Ces bêtes qu’on abat : Le déroulement des visites d’abattoirs (dimanche, 20 mai 2012)

 C'est une saga qu'aucun scénariste n'aurait le courage d'écrire. Les films les plus gores ne sont que des comédies Walt Disney en comparaison. Les plus courageux d'entre vous auront sans doute du mal à la suivre jusqu'au bout...

C'est la saga interdite aux profanes.

AlmaSoror est fière de proposer sur son site l'extraordinaire saga de la viande. Celle qu'on ne lit jamais, celle dont on entend jamais parler, celle qui a lieu dans des endroits où l’œil citoyen ne peut pénétrer.
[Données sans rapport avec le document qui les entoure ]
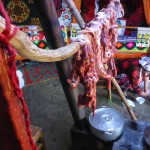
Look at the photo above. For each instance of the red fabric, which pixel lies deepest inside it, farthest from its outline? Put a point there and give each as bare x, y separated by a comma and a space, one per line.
5, 36
88, 10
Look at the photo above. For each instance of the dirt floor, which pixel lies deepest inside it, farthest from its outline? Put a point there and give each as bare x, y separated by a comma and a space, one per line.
49, 110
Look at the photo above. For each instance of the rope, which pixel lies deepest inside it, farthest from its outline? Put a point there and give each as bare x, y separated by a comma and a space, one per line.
5, 36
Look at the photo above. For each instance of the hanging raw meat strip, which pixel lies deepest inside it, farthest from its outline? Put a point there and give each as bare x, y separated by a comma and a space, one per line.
95, 59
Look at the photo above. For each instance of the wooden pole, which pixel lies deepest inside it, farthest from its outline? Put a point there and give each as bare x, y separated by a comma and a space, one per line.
123, 98
13, 134
52, 31
74, 10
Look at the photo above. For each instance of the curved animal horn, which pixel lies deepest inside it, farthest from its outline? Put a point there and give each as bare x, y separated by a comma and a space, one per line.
27, 49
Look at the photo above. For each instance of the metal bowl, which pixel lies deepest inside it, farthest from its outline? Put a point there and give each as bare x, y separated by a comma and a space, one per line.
107, 124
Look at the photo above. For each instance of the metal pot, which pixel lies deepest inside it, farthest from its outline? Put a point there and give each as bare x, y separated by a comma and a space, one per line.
107, 124
147, 135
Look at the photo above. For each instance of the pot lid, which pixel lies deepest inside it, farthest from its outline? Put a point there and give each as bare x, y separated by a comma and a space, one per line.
106, 119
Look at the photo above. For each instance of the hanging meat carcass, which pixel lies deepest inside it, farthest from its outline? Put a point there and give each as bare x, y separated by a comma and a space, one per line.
95, 59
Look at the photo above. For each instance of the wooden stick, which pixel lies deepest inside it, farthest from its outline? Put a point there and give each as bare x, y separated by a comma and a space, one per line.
128, 27
76, 13
27, 49
123, 99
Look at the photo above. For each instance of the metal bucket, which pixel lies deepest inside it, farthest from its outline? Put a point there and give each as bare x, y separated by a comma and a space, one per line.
107, 124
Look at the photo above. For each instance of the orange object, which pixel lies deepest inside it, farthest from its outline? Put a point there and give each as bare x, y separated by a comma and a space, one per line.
13, 134
147, 10
78, 5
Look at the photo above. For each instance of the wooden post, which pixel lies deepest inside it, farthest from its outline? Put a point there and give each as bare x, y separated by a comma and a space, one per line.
123, 99
13, 134
75, 11
52, 31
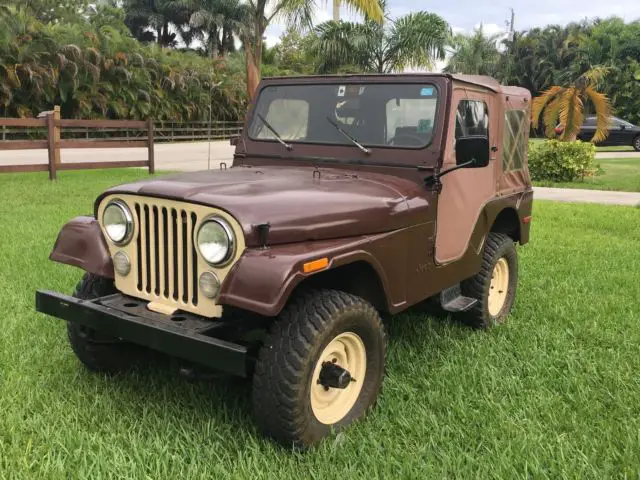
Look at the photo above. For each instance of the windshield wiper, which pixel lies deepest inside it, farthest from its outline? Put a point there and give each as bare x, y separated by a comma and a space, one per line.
275, 133
353, 140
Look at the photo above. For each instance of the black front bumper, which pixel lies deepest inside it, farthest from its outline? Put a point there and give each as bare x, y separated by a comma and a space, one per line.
182, 335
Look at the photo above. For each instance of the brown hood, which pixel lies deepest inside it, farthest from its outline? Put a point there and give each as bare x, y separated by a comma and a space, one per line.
298, 205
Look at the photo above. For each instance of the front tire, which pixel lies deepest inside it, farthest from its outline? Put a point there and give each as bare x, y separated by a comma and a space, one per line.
99, 353
494, 286
292, 401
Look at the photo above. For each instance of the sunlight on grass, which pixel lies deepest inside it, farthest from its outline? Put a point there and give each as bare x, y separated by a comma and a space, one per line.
551, 394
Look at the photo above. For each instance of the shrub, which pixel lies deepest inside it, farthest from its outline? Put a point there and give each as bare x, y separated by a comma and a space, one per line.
561, 161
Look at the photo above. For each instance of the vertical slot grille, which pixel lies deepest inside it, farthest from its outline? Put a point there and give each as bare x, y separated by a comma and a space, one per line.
166, 255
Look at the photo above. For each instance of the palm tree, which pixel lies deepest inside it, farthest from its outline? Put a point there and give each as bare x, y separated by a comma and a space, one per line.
475, 54
295, 12
219, 21
416, 39
565, 105
160, 16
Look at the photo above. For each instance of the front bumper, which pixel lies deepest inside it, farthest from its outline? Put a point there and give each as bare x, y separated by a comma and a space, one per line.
181, 335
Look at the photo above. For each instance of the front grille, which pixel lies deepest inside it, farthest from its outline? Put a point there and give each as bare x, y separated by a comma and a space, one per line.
166, 257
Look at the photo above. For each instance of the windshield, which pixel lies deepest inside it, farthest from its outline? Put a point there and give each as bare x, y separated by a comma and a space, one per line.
374, 115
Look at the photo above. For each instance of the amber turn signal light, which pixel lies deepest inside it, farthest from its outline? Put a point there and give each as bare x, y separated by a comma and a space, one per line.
315, 265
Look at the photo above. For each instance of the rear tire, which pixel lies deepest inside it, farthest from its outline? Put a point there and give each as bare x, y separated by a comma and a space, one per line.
320, 327
99, 353
494, 286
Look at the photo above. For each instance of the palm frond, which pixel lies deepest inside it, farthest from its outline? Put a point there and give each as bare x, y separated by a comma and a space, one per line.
541, 101
571, 113
603, 113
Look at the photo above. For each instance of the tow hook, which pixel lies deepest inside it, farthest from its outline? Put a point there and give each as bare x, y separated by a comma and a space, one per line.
333, 375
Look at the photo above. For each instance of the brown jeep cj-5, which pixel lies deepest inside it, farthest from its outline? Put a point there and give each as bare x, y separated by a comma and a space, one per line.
349, 197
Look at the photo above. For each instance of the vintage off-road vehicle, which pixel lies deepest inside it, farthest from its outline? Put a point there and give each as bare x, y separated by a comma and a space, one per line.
349, 197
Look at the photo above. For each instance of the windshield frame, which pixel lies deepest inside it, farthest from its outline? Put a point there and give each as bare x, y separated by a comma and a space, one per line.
362, 80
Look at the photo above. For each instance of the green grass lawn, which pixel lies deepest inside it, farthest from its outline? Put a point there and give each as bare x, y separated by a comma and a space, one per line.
551, 394
619, 148
621, 174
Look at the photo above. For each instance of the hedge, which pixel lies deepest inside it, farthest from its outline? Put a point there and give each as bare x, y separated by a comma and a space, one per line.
561, 161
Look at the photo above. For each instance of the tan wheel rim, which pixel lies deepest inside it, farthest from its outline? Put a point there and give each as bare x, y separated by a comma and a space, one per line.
330, 405
499, 287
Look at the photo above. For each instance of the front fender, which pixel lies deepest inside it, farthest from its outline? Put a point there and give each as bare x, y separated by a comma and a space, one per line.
263, 279
80, 243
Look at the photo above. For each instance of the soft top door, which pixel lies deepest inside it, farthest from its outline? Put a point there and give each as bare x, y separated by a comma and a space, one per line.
466, 191
513, 171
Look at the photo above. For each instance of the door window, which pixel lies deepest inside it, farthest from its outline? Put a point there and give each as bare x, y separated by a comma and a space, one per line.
513, 141
472, 118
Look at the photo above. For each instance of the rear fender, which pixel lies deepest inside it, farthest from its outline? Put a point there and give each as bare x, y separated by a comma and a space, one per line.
80, 243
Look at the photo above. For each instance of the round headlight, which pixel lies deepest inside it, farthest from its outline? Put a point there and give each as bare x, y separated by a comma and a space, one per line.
215, 241
118, 222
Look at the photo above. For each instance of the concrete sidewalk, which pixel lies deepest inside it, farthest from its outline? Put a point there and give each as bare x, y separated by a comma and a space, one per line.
185, 156
198, 156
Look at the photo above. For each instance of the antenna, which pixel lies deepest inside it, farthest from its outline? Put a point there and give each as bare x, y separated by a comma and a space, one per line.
210, 111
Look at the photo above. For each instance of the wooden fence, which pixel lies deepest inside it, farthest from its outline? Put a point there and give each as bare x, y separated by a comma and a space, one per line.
53, 125
164, 132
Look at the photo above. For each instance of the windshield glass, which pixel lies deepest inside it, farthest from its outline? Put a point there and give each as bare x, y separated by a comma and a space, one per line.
388, 115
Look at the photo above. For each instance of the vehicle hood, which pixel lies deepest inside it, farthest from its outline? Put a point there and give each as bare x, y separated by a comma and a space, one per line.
300, 203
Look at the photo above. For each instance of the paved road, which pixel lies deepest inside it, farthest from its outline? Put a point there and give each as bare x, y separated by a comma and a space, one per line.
169, 156
194, 157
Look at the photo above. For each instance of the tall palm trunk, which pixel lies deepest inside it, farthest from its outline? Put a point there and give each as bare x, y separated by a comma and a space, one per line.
336, 10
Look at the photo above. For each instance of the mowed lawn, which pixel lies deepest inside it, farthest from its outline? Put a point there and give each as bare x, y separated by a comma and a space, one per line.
620, 174
554, 393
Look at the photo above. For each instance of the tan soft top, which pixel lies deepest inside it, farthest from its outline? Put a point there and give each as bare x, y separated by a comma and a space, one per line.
490, 83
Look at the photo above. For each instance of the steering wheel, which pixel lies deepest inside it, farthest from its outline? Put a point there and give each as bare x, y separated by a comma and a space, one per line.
414, 140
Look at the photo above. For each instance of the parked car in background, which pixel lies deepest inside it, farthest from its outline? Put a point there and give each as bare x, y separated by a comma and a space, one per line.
621, 132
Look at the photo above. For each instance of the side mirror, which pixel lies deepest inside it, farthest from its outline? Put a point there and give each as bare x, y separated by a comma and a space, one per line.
473, 149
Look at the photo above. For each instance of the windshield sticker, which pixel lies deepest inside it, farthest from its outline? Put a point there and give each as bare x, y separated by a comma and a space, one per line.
424, 125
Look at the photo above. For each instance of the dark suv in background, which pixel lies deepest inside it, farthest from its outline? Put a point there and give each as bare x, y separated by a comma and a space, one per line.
621, 132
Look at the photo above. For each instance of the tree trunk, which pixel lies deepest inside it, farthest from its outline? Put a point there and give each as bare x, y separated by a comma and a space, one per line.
213, 42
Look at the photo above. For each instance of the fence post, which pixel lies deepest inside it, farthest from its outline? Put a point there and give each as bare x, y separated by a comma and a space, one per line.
56, 135
51, 145
152, 160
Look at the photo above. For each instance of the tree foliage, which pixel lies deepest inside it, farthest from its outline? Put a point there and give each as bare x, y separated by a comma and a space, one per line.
414, 40
474, 54
97, 71
541, 58
565, 105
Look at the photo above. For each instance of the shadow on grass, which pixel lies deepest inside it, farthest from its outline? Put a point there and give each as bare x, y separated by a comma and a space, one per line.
156, 388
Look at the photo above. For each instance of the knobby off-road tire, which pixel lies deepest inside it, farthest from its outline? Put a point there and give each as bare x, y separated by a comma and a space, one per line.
99, 353
495, 285
288, 402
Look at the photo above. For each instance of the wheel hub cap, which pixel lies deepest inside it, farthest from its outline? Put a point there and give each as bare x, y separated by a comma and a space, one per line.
499, 287
337, 378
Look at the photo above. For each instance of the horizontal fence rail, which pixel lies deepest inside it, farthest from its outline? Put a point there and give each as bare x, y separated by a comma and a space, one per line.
50, 129
100, 129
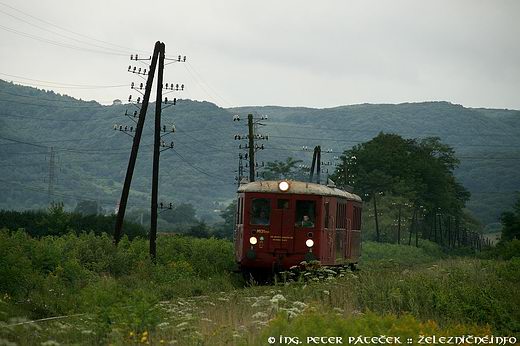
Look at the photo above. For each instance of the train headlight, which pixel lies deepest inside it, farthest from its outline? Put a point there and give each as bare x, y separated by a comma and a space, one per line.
283, 186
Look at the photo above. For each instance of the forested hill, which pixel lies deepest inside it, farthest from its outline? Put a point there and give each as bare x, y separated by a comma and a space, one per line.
91, 157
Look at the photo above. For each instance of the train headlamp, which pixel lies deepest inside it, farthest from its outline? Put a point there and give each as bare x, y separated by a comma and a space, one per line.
283, 186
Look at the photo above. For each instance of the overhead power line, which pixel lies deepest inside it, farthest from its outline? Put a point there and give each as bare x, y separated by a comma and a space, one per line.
110, 44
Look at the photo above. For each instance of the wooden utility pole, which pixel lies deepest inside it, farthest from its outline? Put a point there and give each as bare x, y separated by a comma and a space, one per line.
156, 153
251, 145
135, 147
417, 230
313, 164
318, 166
376, 218
412, 226
399, 225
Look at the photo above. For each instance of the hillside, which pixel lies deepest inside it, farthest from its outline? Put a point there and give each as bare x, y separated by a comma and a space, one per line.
91, 157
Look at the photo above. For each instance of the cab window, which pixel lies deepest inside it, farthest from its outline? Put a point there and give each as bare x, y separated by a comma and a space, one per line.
260, 211
305, 214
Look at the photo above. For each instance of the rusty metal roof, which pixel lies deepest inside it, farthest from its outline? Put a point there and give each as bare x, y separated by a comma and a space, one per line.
297, 187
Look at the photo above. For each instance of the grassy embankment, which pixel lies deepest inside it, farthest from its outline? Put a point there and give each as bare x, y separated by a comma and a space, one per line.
115, 295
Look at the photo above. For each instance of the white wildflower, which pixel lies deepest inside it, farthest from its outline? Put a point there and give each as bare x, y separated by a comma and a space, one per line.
259, 316
300, 305
278, 298
182, 325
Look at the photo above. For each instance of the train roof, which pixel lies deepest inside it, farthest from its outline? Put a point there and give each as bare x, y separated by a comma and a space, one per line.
297, 187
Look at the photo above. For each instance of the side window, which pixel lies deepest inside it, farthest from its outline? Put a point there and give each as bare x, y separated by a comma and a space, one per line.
283, 204
242, 210
260, 211
305, 214
237, 212
327, 215
340, 216
357, 218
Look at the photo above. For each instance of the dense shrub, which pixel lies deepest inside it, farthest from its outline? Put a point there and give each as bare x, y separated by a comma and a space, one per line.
56, 221
45, 276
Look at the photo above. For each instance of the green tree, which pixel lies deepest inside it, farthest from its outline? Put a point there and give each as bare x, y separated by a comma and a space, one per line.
511, 223
419, 171
87, 208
Si vous ne vous sentez pas capable de la lire, sachez que l'enquêteur l'a écrite. Sachez que des milliards d'individus la vivent aux portes de nos villes. Si vous n'êtes pas capable de la lire et que vous êtes capable de consommer le résultat, alors vous êtes un merveilleux citoyen du Meilleur des Mondes.

Voici donc le journal de Jean-Luc Daub, enquêteur dans les abattoirs français.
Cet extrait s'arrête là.